We played a slight variation of the Death Match Game Mode (pg 39 of the rules) which is pretty straight-forward: normally points are awarded for enemy 'kills' and the first team to score 25 points wins. In the interest of time - we had less than an hour before dinner to setup, play and pack everything away - we played to 15 points, limited the number of Units to a max of 3 per Team and made them default Assault (with Bipod) and stuck with 9 CAP per player per turn - nothing too difficult.
The game played fast and furious with Alex's aggressive attack on both the Necrons and Chaos Marines racking up a few points but then he went too deep and was cut down in crossfire between the two forces. Paddy's attack rolls were amazing (Crown Casino watch out) regularly achieving multiple successes thanks to exploding 6's. Harriet was a lot more conservative than her brothers, hugging terrain and focusing on Paddy's units, one-at-a-time.

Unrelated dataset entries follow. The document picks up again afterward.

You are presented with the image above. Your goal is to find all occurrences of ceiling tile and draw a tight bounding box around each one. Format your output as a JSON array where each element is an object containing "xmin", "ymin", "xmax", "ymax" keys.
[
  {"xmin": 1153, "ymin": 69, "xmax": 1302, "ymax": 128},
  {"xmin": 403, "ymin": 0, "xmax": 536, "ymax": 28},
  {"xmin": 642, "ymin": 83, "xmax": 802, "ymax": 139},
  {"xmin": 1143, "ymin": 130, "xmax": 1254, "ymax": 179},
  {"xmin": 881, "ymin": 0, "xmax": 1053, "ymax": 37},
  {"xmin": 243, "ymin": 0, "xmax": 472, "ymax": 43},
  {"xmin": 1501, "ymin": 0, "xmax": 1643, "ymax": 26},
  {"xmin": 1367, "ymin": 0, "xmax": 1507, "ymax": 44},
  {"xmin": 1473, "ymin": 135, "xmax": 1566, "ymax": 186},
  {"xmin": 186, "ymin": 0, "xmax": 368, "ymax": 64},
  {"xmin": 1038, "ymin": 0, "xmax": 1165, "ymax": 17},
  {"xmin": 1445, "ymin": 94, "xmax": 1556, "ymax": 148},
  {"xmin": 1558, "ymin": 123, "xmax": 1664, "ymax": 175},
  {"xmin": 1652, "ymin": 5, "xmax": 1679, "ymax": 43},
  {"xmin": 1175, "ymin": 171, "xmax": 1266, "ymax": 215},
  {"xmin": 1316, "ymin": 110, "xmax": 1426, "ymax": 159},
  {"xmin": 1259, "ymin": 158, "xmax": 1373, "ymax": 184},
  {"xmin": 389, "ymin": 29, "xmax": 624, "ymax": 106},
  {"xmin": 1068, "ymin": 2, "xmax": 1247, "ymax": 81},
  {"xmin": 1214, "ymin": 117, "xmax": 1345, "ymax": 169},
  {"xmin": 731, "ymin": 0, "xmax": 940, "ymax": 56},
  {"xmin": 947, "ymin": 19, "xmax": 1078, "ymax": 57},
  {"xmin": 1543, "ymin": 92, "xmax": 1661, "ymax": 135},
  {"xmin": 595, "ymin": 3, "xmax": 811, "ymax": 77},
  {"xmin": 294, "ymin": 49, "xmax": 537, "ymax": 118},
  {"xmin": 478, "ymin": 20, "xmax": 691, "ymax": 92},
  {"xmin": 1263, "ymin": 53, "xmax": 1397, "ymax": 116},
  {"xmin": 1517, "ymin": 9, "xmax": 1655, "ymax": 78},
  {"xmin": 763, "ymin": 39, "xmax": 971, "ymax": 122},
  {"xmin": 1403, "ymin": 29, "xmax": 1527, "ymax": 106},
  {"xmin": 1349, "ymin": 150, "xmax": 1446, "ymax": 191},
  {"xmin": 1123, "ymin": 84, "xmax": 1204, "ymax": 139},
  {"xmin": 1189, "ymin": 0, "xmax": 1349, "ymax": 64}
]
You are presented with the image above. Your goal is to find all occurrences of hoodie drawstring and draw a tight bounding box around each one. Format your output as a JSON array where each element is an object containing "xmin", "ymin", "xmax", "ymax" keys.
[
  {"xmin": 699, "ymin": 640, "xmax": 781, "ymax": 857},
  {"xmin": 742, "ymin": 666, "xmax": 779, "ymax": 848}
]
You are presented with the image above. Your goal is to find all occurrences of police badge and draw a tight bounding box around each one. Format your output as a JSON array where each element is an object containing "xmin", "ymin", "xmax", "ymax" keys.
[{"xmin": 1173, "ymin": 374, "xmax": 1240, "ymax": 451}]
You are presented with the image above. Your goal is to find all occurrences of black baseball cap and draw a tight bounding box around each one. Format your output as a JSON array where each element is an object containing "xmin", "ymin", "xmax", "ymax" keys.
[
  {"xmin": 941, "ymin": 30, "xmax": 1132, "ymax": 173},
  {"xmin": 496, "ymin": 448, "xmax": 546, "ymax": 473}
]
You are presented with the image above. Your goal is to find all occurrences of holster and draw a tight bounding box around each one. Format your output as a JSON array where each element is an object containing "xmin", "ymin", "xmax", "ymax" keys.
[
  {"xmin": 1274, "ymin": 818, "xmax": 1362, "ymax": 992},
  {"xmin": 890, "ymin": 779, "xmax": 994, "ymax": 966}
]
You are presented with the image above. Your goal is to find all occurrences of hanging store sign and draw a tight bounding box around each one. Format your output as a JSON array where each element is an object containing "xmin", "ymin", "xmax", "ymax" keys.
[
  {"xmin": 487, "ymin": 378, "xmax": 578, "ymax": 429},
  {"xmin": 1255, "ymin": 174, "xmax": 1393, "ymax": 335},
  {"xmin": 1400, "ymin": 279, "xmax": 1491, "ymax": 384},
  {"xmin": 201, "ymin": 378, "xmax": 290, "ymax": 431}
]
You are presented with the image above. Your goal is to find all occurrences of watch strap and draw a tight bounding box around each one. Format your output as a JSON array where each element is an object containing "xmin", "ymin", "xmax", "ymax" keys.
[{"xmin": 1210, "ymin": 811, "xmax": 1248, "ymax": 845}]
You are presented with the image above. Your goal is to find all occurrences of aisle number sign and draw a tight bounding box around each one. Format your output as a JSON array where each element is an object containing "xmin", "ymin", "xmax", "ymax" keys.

In the end Harriet was victorious with Charlie and I coming a close second. This picture says it all:
Whilst I must admit, I prefer the manner in which Rogue Planet keeps all players continually immersed/invested in the game (through the Counteraction mechanism), The Battlefield has lots of features that makes for an exciting game. The manner in which cover is resolved, occupation of terrain and spotting works very nicely. And Spawning: the kids love the fact that they can respawn their downed units and rejoin the battle. That coupled with the opposed combat die rolls kept their attention.
I'm continually amazed at the kid's ability to comprehend complex things like The Battlefield's Overdrive system - maybe it's just not that complicated? Sure I helped them consider options etc, but one thing that definitely helped everyone in that regard was having the following cheat-sheet/card handy:
That card, coupled with providing the active player with 9 CAP tokens/stones/gems made for relatively quick rounds - I think I only had to reference the rulebook twice during the whole game. Big Tick. Often the Card would be snatched out of my hand so that they (not I) could work out their sequence of Actions in their head (tactical planning and some mental arithmetic ✅) without letting onto their opponents what they were considering. It made an old man smile.
PS we also used the Card's side as the standard Unit's Movement - no need for tape measures and rulers people!
Actually, when preparing for the game, I reviewed the rules and realised that I'd misunderstood - previously I was calculating CAP cost using Base to the power of the Action, not a multiple of the Action e.g., a third Shooting Action should cost 6 CAP (2 Base x 3rd Action), but I was applying a cost of 8 CAP (2 Base ^ 3rd Action)*.
*Funnily enough it actually worked and REALLY forced one to think hard whether and how far to put a Unit into Overdrive... might be worth testing again in the future... maybe a mechanism that could account for troop quality??